Posted by Chad Everett on August 23, 2004

Quick Chicken Salad »

I was poking about for a recipe for chicken salad today. Couldn't find a thing. Don't get me wrong - Google brings out plenty of contenders. But they have macadamia nuts, almonds, red bell pepper, stuffed olives - you get the idea. I just wanted something simple. So I made it myself.

I started by boiling three chicken breasts in a pot with diced onion (a whole small vidalia), some diced celery (a medium-sized stalk, maybe five inches long) and some garlic. Not fancy garlic - it just came right out of the jar. No magic to the amount of chicken - that's just all I had in that bag.

Once this concoction reached a boil, I reduced the temperature until things were just simmering, then let it stew up for about ten minutes, after which I poked it with a fork to see how it was doing. Even a quick dunk like this made the chicken very soft. Surprising, as it started off frozen, right out of the freezer. I said it wasn't anything fancy. I could have easily pulled it apart with my fingers, but it was hot. I chopped it up with a cleaver instead.

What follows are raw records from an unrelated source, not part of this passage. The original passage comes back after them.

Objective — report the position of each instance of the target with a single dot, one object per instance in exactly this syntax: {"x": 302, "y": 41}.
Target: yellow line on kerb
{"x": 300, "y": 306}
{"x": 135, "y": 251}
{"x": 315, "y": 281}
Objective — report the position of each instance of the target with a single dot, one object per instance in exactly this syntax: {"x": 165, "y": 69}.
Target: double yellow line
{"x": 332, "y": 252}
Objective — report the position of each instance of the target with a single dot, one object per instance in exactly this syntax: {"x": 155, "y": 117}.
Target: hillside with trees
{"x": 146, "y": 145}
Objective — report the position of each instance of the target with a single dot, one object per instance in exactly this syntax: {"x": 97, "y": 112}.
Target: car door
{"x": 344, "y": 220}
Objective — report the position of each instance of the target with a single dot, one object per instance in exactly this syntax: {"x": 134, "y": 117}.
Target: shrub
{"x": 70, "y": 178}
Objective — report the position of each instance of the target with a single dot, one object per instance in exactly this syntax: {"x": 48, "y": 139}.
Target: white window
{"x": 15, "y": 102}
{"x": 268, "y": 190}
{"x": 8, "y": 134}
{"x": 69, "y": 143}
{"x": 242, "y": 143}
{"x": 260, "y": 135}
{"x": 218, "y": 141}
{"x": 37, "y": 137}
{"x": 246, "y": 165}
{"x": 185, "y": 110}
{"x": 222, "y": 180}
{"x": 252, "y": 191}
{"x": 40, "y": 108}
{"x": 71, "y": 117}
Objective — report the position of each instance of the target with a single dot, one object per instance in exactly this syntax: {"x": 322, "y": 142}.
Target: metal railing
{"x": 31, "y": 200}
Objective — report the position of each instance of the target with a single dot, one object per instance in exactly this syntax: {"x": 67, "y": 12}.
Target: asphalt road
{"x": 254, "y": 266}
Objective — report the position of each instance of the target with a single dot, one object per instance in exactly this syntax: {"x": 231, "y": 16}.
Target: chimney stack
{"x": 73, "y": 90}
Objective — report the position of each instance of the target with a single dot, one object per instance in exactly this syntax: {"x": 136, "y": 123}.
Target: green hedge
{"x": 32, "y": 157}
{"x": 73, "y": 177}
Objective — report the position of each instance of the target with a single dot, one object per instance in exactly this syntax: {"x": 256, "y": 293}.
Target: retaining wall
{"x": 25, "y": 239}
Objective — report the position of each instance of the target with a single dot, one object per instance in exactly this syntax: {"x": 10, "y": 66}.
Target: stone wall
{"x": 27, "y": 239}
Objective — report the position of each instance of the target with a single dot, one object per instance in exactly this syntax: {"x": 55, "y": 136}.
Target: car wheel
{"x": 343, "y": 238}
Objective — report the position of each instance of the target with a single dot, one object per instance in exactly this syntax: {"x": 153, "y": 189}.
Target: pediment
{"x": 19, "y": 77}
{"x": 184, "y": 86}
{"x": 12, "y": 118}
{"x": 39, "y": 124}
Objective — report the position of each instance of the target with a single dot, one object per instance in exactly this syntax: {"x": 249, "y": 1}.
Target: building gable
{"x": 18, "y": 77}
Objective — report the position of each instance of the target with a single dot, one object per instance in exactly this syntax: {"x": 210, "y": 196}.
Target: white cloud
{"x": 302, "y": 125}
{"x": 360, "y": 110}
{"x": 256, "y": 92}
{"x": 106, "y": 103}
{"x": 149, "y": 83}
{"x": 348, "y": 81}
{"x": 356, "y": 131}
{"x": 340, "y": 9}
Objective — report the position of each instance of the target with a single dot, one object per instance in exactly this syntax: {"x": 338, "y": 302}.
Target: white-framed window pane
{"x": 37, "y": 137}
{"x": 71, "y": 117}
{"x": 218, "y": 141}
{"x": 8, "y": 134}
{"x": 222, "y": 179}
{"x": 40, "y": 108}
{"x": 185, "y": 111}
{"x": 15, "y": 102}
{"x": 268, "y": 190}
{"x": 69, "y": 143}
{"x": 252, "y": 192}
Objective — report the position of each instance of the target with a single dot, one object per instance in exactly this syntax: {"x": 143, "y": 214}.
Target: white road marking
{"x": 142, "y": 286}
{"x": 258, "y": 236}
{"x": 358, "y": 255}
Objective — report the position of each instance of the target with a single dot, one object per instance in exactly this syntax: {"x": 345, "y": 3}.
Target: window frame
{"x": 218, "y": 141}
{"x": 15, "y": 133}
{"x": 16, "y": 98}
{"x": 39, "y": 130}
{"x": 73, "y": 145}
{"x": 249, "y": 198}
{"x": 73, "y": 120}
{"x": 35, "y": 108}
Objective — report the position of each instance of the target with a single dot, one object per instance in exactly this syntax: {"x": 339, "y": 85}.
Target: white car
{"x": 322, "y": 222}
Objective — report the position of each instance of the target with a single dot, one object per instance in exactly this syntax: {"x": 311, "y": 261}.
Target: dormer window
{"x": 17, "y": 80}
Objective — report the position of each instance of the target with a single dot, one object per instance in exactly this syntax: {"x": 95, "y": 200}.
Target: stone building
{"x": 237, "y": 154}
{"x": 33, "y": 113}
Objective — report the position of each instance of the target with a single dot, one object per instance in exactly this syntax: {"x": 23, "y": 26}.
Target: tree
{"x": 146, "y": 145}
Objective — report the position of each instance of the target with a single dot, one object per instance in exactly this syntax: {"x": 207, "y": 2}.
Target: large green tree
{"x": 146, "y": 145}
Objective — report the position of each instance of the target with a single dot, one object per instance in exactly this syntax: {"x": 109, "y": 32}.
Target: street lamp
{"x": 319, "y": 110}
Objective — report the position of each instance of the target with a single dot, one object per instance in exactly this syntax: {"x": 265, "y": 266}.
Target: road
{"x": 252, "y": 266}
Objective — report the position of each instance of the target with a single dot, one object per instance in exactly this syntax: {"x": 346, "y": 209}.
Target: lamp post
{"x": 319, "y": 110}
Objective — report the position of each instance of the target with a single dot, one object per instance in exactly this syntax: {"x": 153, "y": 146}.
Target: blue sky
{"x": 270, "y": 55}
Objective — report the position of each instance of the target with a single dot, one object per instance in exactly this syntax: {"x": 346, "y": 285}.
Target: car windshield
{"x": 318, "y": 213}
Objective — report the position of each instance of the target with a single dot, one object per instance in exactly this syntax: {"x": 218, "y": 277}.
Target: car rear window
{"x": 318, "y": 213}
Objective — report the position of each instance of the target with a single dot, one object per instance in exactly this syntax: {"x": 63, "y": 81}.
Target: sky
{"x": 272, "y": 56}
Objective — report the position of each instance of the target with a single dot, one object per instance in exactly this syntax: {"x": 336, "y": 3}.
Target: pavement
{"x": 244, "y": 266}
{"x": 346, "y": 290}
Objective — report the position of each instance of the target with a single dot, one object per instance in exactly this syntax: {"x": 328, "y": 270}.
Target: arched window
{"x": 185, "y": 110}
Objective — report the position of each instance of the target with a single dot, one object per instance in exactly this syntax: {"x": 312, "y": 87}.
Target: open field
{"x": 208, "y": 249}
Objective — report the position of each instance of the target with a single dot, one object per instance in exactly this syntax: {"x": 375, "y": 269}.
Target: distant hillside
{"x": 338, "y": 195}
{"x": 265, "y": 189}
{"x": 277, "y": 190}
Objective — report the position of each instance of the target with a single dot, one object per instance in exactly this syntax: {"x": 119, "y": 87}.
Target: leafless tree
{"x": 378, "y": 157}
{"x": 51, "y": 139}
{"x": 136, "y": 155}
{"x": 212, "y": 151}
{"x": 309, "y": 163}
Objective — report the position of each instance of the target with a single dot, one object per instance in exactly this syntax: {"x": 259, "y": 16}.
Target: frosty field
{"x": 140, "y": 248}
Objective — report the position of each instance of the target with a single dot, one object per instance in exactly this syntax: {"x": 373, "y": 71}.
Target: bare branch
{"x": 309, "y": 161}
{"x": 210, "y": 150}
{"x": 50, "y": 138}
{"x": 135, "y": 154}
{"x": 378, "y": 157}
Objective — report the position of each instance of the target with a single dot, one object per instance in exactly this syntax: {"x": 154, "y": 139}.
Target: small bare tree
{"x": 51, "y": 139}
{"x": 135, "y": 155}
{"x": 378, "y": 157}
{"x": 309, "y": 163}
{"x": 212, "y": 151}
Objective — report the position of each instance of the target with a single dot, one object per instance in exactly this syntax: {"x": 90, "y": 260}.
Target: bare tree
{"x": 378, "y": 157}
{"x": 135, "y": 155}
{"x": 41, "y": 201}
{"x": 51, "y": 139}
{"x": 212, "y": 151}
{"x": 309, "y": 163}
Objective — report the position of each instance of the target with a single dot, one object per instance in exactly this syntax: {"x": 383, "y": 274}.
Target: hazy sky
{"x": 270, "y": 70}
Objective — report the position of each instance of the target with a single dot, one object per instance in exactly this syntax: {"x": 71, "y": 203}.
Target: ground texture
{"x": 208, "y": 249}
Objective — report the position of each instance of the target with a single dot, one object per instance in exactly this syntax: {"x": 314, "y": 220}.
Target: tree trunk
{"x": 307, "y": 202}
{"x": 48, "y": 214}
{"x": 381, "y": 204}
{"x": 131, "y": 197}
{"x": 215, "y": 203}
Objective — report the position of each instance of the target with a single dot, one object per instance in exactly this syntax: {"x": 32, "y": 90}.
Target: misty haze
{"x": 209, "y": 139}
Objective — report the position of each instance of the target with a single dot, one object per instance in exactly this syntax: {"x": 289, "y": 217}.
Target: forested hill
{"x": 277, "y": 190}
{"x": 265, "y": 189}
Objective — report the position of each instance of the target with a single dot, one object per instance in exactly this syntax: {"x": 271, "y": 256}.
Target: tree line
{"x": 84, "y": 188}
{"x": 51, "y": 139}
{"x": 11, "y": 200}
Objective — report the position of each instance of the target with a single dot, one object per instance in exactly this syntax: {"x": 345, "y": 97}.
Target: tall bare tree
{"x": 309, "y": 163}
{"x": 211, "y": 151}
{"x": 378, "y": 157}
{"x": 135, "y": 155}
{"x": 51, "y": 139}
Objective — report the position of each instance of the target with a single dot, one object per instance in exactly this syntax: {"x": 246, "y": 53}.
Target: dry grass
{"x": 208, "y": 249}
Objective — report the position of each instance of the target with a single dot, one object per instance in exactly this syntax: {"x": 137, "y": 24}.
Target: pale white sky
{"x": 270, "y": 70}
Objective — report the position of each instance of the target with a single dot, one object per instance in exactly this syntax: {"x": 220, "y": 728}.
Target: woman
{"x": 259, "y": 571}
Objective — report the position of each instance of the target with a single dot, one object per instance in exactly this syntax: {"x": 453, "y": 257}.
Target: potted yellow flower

I mixed the chopped chicken with the remnants of the onions, celery and garlic, tossed in a bit of curry, a pinch of celery seeds, a couple shakes of ground red pepper, some rosemary, a bit of thyme and a little more garlic (powder this time).

Finally, I added three scoops of mayo, a spoon of sour cream and a squirt of French's mustard. Then I stirred it all up for a couple of minutes. The end result was surprisingly decent. I'd never made chicken salad before, and it turned out okay.